Переломным моментом в жизни обновленческого руководства явилась эвакуация высшего духовенства из Москвы. В октябре 1941 года, в дни самых горячих и упорных боев в Подмосковье, в которых решалась судьба столицы, в квартире А.И.Введенского, в Сокольниках, раздался телефонный звонок. Приятный мужской голос с некоторой картавостью вежливо попросил А.И.Введенского, чтобы он прибыл в Московский Совет, в отдел эвакуации. Там, в отделе эвакуации, одетый в форму МГБ генерал, с совершенно очаровательной любезностью сообщил, что А.И.Введенский со своей семьей и митрополит Виталий сегодня вечером эвакуируются в Оренбург. «Там, в глубоком тылу, вам будет удобнее управлять Церковью, — вежливо заключил он разговор.

Каг огорошенный, вышел А.И.Введенский — вышел j. люва вернулся, стал указывать на полную невозможность оставить Москву без епископа — то, что он не может с семьей собраться так быстро, что это совершенно невероятная вещь — эвакуировать высшее духовенство из центра в тот момент, когда по всей стране развертывается грандиозная религиозно-патриотическая кампания.

На все эти возражения генерал отвечал одним словом, «военная необходимость». Что же касается отсутствия епископов, он сказал: «Рукоположите, кандидат, тем более, у вас есть, ну, хотя бы, этот молодой священник у вас в Сокольниках». Речь шла о С.И.Ларине.

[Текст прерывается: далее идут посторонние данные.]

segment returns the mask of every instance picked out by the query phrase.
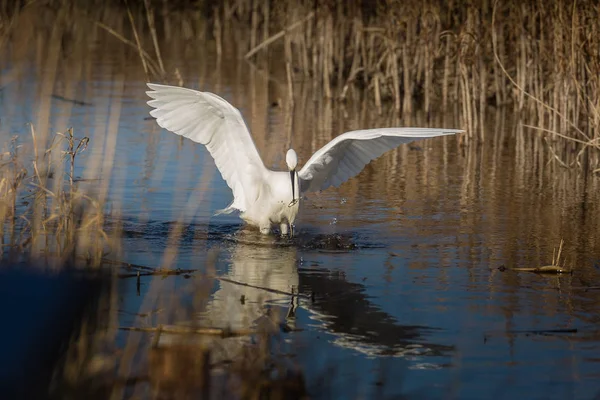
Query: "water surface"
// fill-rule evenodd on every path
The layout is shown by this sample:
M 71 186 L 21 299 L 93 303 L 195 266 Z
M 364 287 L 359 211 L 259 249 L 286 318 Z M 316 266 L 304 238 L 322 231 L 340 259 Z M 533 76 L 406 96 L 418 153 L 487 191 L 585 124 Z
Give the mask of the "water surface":
M 16 135 L 27 143 L 28 123 L 40 134 L 74 127 L 89 137 L 76 176 L 90 189 L 109 182 L 107 210 L 119 211 L 109 223 L 123 224 L 122 250 L 112 256 L 201 270 L 214 260 L 224 279 L 209 288 L 195 318 L 249 328 L 267 309 L 287 315 L 297 331 L 284 341 L 313 393 L 600 393 L 598 180 L 552 163 L 508 110 L 490 110 L 481 146 L 461 147 L 454 137 L 405 145 L 340 188 L 307 195 L 298 236 L 289 242 L 262 237 L 235 216 L 213 216 L 230 203 L 231 191 L 202 146 L 148 118 L 135 51 L 101 30 L 88 39 L 64 34 L 59 48 L 43 31 L 13 40 L 0 57 L 2 142 Z M 167 70 L 177 68 L 186 86 L 239 107 L 269 167 L 284 168 L 290 143 L 302 164 L 346 130 L 458 127 L 451 114 L 399 119 L 377 115 L 358 95 L 326 100 L 301 77 L 291 108 L 276 62 L 257 69 L 239 60 L 233 44 L 219 61 L 210 41 L 202 48 L 172 43 L 163 43 Z M 177 253 L 166 254 L 178 223 L 184 229 Z M 561 239 L 572 274 L 511 271 L 549 264 Z M 184 288 L 194 279 L 171 277 L 166 285 L 182 288 L 182 301 L 192 302 Z M 166 291 L 161 280 L 144 277 L 139 293 L 135 279 L 121 281 L 121 325 L 139 324 L 136 313 L 153 309 L 146 295 Z M 292 292 L 300 296 L 286 294 Z M 221 356 L 233 357 L 243 345 L 228 340 Z

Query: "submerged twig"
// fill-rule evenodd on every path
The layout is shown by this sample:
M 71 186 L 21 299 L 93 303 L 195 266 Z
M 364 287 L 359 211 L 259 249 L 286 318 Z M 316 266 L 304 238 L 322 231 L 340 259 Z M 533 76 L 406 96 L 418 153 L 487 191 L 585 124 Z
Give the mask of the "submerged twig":
M 121 265 L 125 268 L 133 268 L 133 269 L 137 269 L 137 272 L 134 273 L 129 273 L 129 274 L 119 274 L 118 277 L 119 278 L 137 278 L 137 277 L 141 277 L 141 276 L 160 276 L 160 275 L 184 275 L 184 274 L 192 274 L 194 272 L 199 272 L 199 269 L 195 269 L 195 268 L 187 268 L 187 269 L 182 269 L 182 268 L 177 268 L 177 269 L 164 269 L 164 268 L 152 268 L 152 267 L 148 267 L 145 265 L 139 265 L 139 264 L 131 264 L 131 263 L 127 263 L 124 261 L 116 261 L 116 260 L 109 260 L 109 259 L 102 259 L 102 262 L 105 264 L 113 264 L 113 265 Z M 140 272 L 140 271 L 144 271 L 144 272 Z M 301 294 L 301 293 L 293 293 L 293 292 L 286 292 L 283 290 L 278 290 L 278 289 L 271 289 L 271 288 L 267 288 L 267 287 L 263 287 L 263 286 L 256 286 L 256 285 L 251 285 L 249 283 L 244 283 L 244 282 L 238 282 L 235 281 L 233 279 L 229 279 L 229 278 L 225 278 L 225 277 L 221 277 L 221 276 L 210 276 L 210 279 L 216 279 L 218 281 L 223 281 L 223 282 L 227 282 L 227 283 L 231 283 L 233 285 L 238 285 L 238 286 L 244 286 L 244 287 L 250 287 L 253 289 L 258 289 L 258 290 L 264 290 L 266 292 L 269 293 L 275 293 L 275 294 L 282 294 L 285 296 L 291 296 L 291 297 L 302 297 L 302 298 L 306 298 L 306 299 L 310 299 L 311 296 L 306 295 L 306 294 Z
M 122 326 L 119 327 L 122 331 L 134 331 L 134 332 L 160 332 L 167 334 L 195 334 L 195 335 L 208 335 L 208 336 L 219 336 L 222 338 L 235 337 L 235 336 L 248 336 L 258 333 L 251 329 L 223 329 L 223 328 L 188 328 L 183 326 L 170 326 L 160 325 L 158 327 L 136 327 L 136 326 Z
M 560 256 L 562 254 L 563 244 L 564 240 L 561 239 L 560 244 L 558 245 L 558 252 L 556 251 L 556 248 L 552 251 L 551 265 L 544 265 L 535 268 L 511 268 L 511 270 L 519 272 L 534 272 L 536 274 L 571 274 L 573 273 L 572 269 L 560 266 Z M 506 268 L 503 267 L 503 270 L 506 270 Z
M 583 290 L 587 292 L 588 290 L 600 290 L 600 286 L 572 286 L 571 290 Z
M 264 287 L 264 286 L 250 285 L 249 283 L 238 282 L 238 281 L 234 281 L 234 280 L 229 279 L 229 278 L 223 278 L 223 277 L 219 277 L 219 276 L 214 276 L 212 278 L 217 279 L 219 281 L 231 283 L 231 284 L 234 284 L 234 285 L 245 286 L 245 287 L 249 287 L 249 288 L 253 288 L 253 289 L 259 289 L 259 290 L 264 290 L 264 291 L 269 292 L 269 293 L 283 294 L 285 296 L 303 297 L 303 298 L 306 298 L 306 299 L 310 299 L 310 296 L 307 295 L 307 294 L 285 292 L 283 290 L 271 289 L 271 288 L 267 288 L 267 287 Z
M 544 265 L 536 268 L 511 268 L 513 271 L 534 272 L 536 274 L 571 274 L 572 270 L 560 267 L 558 265 Z
M 483 334 L 484 342 L 494 336 L 504 335 L 541 335 L 541 336 L 552 336 L 552 335 L 564 335 L 570 333 L 578 333 L 577 328 L 557 328 L 557 329 L 514 329 L 507 331 L 491 331 Z
M 119 274 L 119 278 L 139 278 L 141 276 L 170 276 L 170 275 L 186 275 L 197 272 L 197 269 L 157 269 L 148 272 L 136 272 L 131 274 Z
M 82 100 L 77 100 L 77 99 L 69 99 L 69 98 L 61 96 L 59 94 L 52 94 L 51 97 L 53 99 L 62 100 L 62 101 L 66 101 L 66 102 L 69 102 L 69 103 L 73 103 L 73 104 L 78 105 L 78 106 L 93 106 L 92 103 L 88 103 L 88 102 L 85 102 L 85 101 L 82 101 Z
M 111 265 L 120 265 L 124 268 L 134 268 L 134 269 L 140 269 L 143 271 L 155 271 L 156 268 L 152 268 L 152 267 L 148 267 L 145 265 L 139 265 L 139 264 L 131 264 L 125 261 L 118 261 L 118 260 L 110 260 L 108 258 L 103 258 L 102 259 L 102 263 L 104 264 L 111 264 Z

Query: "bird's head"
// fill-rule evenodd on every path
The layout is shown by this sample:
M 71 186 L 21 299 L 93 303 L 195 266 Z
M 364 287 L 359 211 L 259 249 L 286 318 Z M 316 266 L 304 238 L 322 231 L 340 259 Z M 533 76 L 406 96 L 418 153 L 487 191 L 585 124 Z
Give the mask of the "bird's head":
M 298 165 L 298 155 L 296 155 L 294 149 L 289 149 L 287 151 L 287 154 L 285 155 L 285 162 L 290 171 L 294 171 L 296 169 L 296 166 Z

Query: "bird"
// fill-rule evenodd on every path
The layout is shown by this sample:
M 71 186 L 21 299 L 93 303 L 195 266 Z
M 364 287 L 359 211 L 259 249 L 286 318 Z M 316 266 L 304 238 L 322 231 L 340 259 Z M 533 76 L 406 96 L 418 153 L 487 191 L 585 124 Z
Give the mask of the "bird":
M 233 192 L 231 204 L 215 215 L 238 211 L 263 234 L 277 225 L 293 237 L 300 199 L 305 193 L 337 187 L 358 175 L 372 160 L 401 144 L 463 132 L 440 128 L 374 128 L 335 137 L 298 170 L 298 155 L 287 150 L 287 171 L 268 169 L 241 112 L 211 92 L 147 83 L 147 104 L 158 125 L 206 146 Z

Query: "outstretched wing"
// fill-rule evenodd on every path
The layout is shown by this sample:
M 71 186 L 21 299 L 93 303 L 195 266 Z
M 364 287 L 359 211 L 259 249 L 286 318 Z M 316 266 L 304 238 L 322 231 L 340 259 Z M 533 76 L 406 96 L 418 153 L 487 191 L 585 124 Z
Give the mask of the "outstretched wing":
M 300 190 L 317 192 L 358 175 L 383 153 L 419 139 L 463 132 L 459 129 L 381 128 L 346 132 L 320 148 L 298 172 Z
M 206 146 L 233 191 L 232 208 L 245 211 L 258 196 L 266 168 L 240 111 L 221 97 L 177 86 L 148 83 L 158 125 Z

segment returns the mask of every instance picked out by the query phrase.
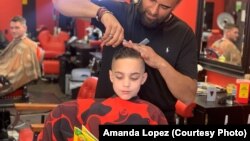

День эвакуации из Москвы был, вероятно, самым хлопотным днем в жизни Александра Ивановича: Предстояло в один день собраться в дальний путь вместе с большой семьей, собрать вещи… и рукоположить епископа

Это рукоположение состоялось в тот же день в Воскресенском соборе (в Сокольниках) самым необычным образом. Ввиду полной невозможности совершить литургию, наречение и хиротония должны были состояться в 4 часа дня. Чин наречения и хиротонии должны были совершить А.И.Введенский и митрополит Виталий Виталий, однако, опоздал к началу. А.И.Введенский начал чин наречения один. Он рассеянно слушал цветистую речь рукополагаемого, когда с трамвайной остановки прибежал запыхавшийся Виталий и занял свое место рядом с А.И.Введенским. Сразу же после наречения архиереи облачились в ризы и, став у Престола, возложили руки на посвящаемого — небольшой хор пропел «Аксиос». Хиротония совершилась. В тот же вечер, к запасным путям Казанского вокзала подъехал автомобиль, из которого вышел элегантный, взволнованный, интеллигентный человек с внешнтостью киноактера, в модном осеннем пальто и мягкой шляпе, а с ним, седобородый, высокий, богатырского вида старик: А.И.Введенский и митрополит Виталий. С ними рядом стояли: миловидная, хорошо одетая молодая блондинка и пожилая женщина в черном платье, похожая на монахиню. Пижонистый молодой человек с усиками, похожий на Александра Ивановича, и другой молодой человек с рыжей бородкой и с безумными, дико блуждающими глазами, от которого пахло водкой, хлопотали около багажника, Это была семья Первоиерарха. Появившийся невесть откуда генерал быстро усадил их в вагон. Там уже сидели несколько скромно одетых людей — руководители баптистской общины — и такой же скромный бородатый человек — старообрядческий Архиепископ Московский и всея Руси Ири-нарх.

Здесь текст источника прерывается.